С той поры я ходил в нем постоянно. Вцепился, как в талисман. Сам стирал, гладил и даже сам подшил края. Когда пришло время комсомола, меня долго не принимали: неуды, поведение. И в конце концов я остался один, кто еще носил галстук в классе.
Тогда-то на уроке геометрии ко мне подвалили двое. Братья-близнецы, хулиганье. “Давай снимай”, — сунулся один и стал копошиться у подбородка. “Ну!” — толкнул другой в плечо.
Я оцепенел, оглох. Никогда не дрался, но тут вдруг почувствовал прилив ярости. Ясной и какой-то спокойной. Рядом на парте стоял эбонитовый конус. Эта сволочь еще возилась с тряпицей, когда я всадил ему конус в шею.
А потом еще раз и еще.
Он взвизгнул и стал оседать запрокинув голову — как будто за шиворот бросили снежок. Братан его отскочил и тоже заверещал. А я стоял, зажав конус в руке, и смотрел, как хрипит этот, первый.
Урок был сорван. “Скорая помощь”, скандал на всю школу. “Еще сантиметр, и парню каюк”, — говорил врач, накладывавший швы. Меня с матерью таскали к директору, в милицию. Потом к психологу. “Почему ты нанес три удара?” — допытывалась она. Я разводил руками: “Не знаю, что нашло”. Мать плакала: “Как ты мог? Отца на тебя нет”.
Их родители собирались и дальше выяснять отношения, но подкатило лето, и дело замялось. Осенью братья-близнецы свалили в училище.
Куда потом делся мой ташкентский галстук? А через несколько лет восточный город всплыл снова. Это случилось после первого курса, когда мы разъезжались на практику. Я стоял в деканате и, как тогда на уроке, смотрел на карту Евразии, где приткнулся неведомый, но странным образом предписанный город.
И я отправился в Ташкент — в город, где двадцать пять лет назад мой отец встретил другую женщину.
Обиды я не чувствовал. Любопытство — вот что толкало меня в дорогу.
Ехал поездом и трое суток провел на верхней полке, во все глаза глядя на плоские, как футбольное поле, степи — и как неотвратимо окружают нас солончаки за Актюбинском.

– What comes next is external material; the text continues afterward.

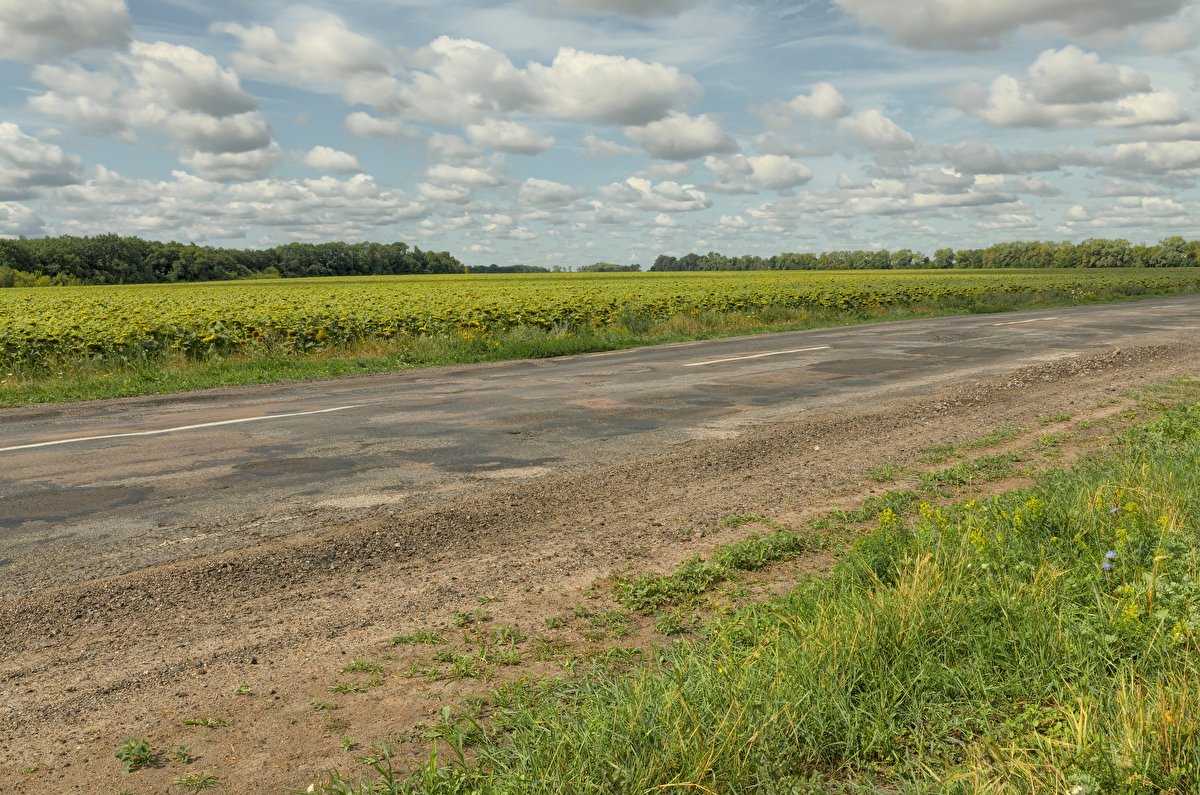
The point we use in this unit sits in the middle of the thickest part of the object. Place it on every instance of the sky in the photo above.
(564, 132)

Я лежал наверху, и мир струился сквозь меня, как магнитные волны. Чем дальше мы продвигались по пустыне, тем больше мне казалось, что это не полка, а люлька, где меня укачивает баснословное пространство, снимая слой за слоем все, что налипло.
Новое и знакомое чувство возвращения росло во мне, и я был рад раствориться в нем. И люлька, и душный поезд со всеми тамбурами, и бескрайнее пространство, уводившее на восток за подбородок, — все заполнилось этим безмятежным ощущением.
Все, думал я, в нем пребывает и свершается.
Тогда же, в поезде, у меня появилось новое имя. Цыганские дети, которые забирали у меня остатки ужина, переврали мое первое, окрестив по-своему.
Что означало это имя? и на каком языке произносилось?
“Галип” — так они меня называли.
54
Чуть свет автобус бросил якорь в Кайсери. Широкая пустая площадь, солнце встало, но пока зябко. Пассажиры высыпали наружу, стали шумно вытаскивать пожитки. Вид у всех свежий, бодрый.
Цены в туалет упали вдвое — пять сотен против тысячи; провинция. После бессонной ночи картинка дрожит, как на любительской съемке. Не умею спать в транспорте.
Пока умывался, площадь опустела. И люди, и автобус исчезли, словно в воздухе растворились. Только одинокий турок у вокзальной витрины полирует машину.
Я бросил рюкзак на заднее сиденье; тронулись в гостиницу.
Улицы прямые, широкие, обсажены пыльными деревьями. Трех-, четырехэтажные дома с балконами. Смахивает на римский пригород. Все спят, хотя кое-где уже открыты лавки. Суп кипит в чанах.